Malvern's Kate who battled leukaemia to front national radio appeal to raise awareness - The Malvern Observer

Malvern's Kate who battled leukaemia to front national radio appeal to raise awareness

A MALVERN woman who battled leukaemia will be the voice of a charity appeal to raise awareness of the disease and funds for a Worcester-based charity.

Kate Stallard was diagnosed with acute promyelocytic leukaemia (APL) three years ago and last year she shared her incredible story through worldwide press coverage.

Kate, who had a stem cell transplant as part of her treatment and has been in remission for the last two years, became a trustee at Leukaemia Care and was approached by the charity about becoming the voice of its appeal.

The piece was recorded at the BBC’s studios in London in late July and it will be aired on Radio 4 three times in the coming week, starting this Sunday, September 15.

Each year, 60 appeals are broadcast by the BBC and last year these raised over £1million.

It has been over 20 years since the Leukaemia Care last had a radio appeal and, with September being blood cancer awareness month, this one could not be timelier.

The charity has brought back its #SpotLeukaemia campaign for a third year in a row and is urging members of the public as well as healthcare professionals to become aware of the vague symptoms of the cancer.

Kate said: “I am so proud to be fronting this Radio 4 appeal to raise awareness of leukaemia and blood cancer.
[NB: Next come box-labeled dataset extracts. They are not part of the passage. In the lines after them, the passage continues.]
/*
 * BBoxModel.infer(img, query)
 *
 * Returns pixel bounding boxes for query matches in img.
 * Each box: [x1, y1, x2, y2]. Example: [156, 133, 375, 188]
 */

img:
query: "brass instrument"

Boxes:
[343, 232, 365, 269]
“It’ll also help fund training for GPs and raise vital funds for Leukaemia Care.”

Zack Pemberton-Whiteley, Leukaemia Care’s patient advocacy director, said: “We’re overwhelmed by the support that Kate has shown for Leukaemia Care by sharing her own story.

“The timing of our radio appeal couldn’t be any better and we’re very excited to hear it live on the radio as part of our Spot Leukaemia campaign.”

Leukaemia can be hard to spot because symptoms are common to other unrelated illnesses.

The six most common indicators are fatigue, bruising or bleeding, bone/joint paint, fever or night sweats, sleeping problems and shortness of breath.

Early diagnosis saves lives and improves outcomes so Leukaemia Care urges people to visit their GP if they have any concerns after they have taken the leukaemia awareness course.